GNSS spoofing & jamming resilience test with conducted RF

Test GPS spoofing detection & jamming resilience with conducted RF in a shielded lab: repeatable spoof and jam signals, no over-the-air transmission.

Updated 2026-07-09
A shielded enclosure combining true constellation, spoofer and jammer onto one conducted path into the receiver

GNSS interference is the fastest-rising threat in positioning, with jamming and spoofing incidents climbing sharply since 2023, and the engineers who have to answer “is our receiver resilient?” face a hard problem: the honest test is to attack a real receiver with real spoofing and jamming signals, and doing that over the air is both illegal and reckless.

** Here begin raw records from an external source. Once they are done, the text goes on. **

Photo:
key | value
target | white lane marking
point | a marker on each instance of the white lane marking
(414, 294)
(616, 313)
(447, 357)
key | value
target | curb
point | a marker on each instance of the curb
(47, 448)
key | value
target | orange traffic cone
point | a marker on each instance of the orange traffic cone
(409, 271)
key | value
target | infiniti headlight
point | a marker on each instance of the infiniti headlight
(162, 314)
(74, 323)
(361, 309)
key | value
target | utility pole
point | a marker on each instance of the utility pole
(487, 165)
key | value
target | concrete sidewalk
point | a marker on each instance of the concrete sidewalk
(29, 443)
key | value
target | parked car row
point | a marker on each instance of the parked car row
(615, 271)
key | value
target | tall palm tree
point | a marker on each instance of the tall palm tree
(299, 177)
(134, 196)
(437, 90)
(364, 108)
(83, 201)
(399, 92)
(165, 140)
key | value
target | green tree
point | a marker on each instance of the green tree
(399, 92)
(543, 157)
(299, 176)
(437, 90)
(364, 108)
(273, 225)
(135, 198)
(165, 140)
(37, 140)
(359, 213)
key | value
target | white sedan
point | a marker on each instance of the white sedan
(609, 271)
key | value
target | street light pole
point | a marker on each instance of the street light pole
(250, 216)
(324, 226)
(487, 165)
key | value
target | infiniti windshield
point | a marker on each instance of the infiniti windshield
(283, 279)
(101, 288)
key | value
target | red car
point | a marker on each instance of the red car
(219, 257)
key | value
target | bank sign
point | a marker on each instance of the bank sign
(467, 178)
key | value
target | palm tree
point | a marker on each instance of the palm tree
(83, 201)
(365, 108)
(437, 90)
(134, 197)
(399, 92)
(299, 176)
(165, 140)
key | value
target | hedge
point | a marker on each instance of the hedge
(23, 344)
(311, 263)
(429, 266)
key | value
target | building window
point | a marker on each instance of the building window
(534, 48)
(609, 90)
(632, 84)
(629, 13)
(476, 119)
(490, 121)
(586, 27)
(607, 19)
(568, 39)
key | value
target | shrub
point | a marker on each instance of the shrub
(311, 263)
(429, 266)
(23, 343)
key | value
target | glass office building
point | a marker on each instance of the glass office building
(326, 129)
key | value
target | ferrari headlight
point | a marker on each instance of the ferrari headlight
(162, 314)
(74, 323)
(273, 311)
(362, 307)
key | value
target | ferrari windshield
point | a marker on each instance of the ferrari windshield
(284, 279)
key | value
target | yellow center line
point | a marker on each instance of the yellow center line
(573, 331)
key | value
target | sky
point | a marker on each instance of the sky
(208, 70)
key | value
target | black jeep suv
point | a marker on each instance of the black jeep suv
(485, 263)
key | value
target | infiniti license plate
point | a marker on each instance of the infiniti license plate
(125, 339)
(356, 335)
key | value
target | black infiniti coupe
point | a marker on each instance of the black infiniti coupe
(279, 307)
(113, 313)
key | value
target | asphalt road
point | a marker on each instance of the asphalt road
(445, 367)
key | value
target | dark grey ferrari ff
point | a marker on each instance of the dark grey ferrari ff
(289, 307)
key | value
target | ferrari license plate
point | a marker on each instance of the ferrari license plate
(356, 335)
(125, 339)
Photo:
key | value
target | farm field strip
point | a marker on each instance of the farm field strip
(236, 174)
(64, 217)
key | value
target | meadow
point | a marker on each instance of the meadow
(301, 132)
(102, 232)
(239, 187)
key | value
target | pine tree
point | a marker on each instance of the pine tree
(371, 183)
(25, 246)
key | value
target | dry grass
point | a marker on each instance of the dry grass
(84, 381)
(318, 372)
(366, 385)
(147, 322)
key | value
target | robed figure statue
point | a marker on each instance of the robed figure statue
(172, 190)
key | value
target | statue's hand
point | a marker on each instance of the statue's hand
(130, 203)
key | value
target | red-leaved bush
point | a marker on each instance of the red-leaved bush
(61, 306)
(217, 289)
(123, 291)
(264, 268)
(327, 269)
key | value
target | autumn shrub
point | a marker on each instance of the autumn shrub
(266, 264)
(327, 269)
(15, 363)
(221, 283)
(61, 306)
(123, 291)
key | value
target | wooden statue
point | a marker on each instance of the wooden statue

The answer the whole field converges on is conducted RF: keep the attack in a cable or a shielded chamber, never on the air. AnyLocate generates the true constellation and the threat on the same controlled path, so you can be aggressive with the attack and safe with the law at once.

Jamming causes the receiver to die; spoofing causes the receiver to lie.

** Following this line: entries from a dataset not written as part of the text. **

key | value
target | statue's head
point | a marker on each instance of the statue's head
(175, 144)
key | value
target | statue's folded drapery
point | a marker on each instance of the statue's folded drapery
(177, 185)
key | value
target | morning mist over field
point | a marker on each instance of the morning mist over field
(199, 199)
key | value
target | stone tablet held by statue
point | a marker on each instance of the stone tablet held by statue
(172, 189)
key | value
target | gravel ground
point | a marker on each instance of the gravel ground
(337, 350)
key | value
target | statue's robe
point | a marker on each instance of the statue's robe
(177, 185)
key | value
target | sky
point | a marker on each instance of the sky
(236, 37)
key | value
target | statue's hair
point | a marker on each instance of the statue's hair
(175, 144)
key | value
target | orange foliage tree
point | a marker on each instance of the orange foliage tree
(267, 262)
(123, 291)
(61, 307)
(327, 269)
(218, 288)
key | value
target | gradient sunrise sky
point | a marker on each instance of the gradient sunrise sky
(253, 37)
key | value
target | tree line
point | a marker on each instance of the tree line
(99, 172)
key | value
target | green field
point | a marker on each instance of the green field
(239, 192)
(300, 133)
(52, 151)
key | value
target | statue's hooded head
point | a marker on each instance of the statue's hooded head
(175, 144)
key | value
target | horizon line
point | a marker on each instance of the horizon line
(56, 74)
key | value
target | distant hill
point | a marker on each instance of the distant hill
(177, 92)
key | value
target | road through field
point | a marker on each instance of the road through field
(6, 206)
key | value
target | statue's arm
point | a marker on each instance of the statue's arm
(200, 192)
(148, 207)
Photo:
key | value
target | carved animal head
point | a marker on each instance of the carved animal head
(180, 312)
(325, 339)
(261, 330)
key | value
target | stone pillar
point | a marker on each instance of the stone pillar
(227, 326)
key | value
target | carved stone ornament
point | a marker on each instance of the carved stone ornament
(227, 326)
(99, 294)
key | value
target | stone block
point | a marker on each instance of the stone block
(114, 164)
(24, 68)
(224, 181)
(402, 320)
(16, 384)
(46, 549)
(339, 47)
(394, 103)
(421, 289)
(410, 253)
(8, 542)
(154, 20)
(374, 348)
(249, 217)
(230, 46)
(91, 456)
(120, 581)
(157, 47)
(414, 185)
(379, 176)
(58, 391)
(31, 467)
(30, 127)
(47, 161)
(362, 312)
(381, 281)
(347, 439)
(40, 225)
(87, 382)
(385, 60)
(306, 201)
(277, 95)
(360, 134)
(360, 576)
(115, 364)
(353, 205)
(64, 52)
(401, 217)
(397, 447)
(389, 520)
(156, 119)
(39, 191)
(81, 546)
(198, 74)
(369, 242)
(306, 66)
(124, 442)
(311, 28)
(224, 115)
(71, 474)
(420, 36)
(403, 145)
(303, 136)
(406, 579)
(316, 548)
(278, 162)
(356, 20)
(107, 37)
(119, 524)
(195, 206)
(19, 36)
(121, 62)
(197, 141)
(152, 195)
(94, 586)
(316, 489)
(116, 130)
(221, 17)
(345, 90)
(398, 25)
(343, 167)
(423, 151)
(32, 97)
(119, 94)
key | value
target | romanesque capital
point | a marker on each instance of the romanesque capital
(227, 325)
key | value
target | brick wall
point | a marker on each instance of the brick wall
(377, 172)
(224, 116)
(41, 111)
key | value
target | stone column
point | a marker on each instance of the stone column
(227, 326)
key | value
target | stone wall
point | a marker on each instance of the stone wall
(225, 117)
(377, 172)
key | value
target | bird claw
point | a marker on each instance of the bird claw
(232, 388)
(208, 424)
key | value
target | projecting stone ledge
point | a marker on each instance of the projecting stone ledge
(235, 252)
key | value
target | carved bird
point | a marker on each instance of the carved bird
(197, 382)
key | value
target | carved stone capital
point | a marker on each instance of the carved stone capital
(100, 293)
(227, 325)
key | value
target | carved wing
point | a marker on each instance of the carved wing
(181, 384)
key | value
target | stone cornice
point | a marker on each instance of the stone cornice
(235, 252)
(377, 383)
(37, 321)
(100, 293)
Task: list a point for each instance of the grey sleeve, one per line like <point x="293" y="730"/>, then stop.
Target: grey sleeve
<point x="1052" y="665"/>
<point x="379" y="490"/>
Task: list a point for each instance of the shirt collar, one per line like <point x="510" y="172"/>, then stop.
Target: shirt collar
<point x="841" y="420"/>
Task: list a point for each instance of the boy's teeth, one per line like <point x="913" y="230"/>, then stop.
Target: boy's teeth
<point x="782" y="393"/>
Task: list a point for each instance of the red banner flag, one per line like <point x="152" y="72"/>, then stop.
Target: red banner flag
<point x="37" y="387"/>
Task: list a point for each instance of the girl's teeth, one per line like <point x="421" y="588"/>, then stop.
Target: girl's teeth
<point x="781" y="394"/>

Validate your receiver against spoofing

Understanding how a receiver behaves under attack is the key to detecting the attack, and that requires systematic, repeatable tests of receiver performance in the presence of a spoofer, inside a completely closed system that will not interfere with live GNSS.

Script the attack precisely: a gradual capture that walks the position away without a jump, a time push against a timing receiver, a meaconing replay of recorded signals. Because it is conducted and scripted, you can run the exact same attack against every firmware build and every competing receiver, and compare like for like.

Test jamming and interference resilience

Set a defined j-to-signal ratio and step it up. Measure where the receiver loses lock, whether it flags the interference, and how fast it recovers: the numbers that tell you whether a system will keep positioning through a contested environment.

Build a repeatable resilience test bed

The value is repeatability. Convert real-world incidents into a regression suite of scenarios, keep a library of attacks, and re-run them on demand. Whether you are hardening a receiver, validating a detection algorithm, or proving PNT resilience for critical infrastructure and timing, the same shielded, conducted bench does it safely, with no field range, no spectrum licence, no risk to anyone else’s GPS.

Frequently asked questions

Is it legal to test GPS spoofing?
Transmitting spoofing signals over the air is restricted in most countries. The safe, standard approach is conducted testing: connect the simulator to the receiver by coaxial cable through an attenuator, or work inside a shielded enclosure, so no signal ever reaches open air or real GNSS users.
How do I test a receiver against spoofing without transmitting over the air?
Combine the true constellation and a spoofing scenario onto the same conducted RF path into the receiver under test, then ramp the spoofer's power and offset. Everything stays in the cable or the chamber: repeatable, measurable, and legal.
What is the difference between jamming and spoofing?
Jamming makes the receiver die: it drowns the signal so the unit loses its fix. Spoofing makes the receiver lie: it feeds a convincing false signal so the unit reports a wrong position while believing it is fine. You test resilience to both differently.
How do I validate a spoofing-detection algorithm?
A detector is only as good as the attacks you can reproduce. Script a battery of spoofing and meaconing scenarios (gradual capture, position pull-off, time push) and replay them identically across algorithm versions to prove detection and measure false alarms.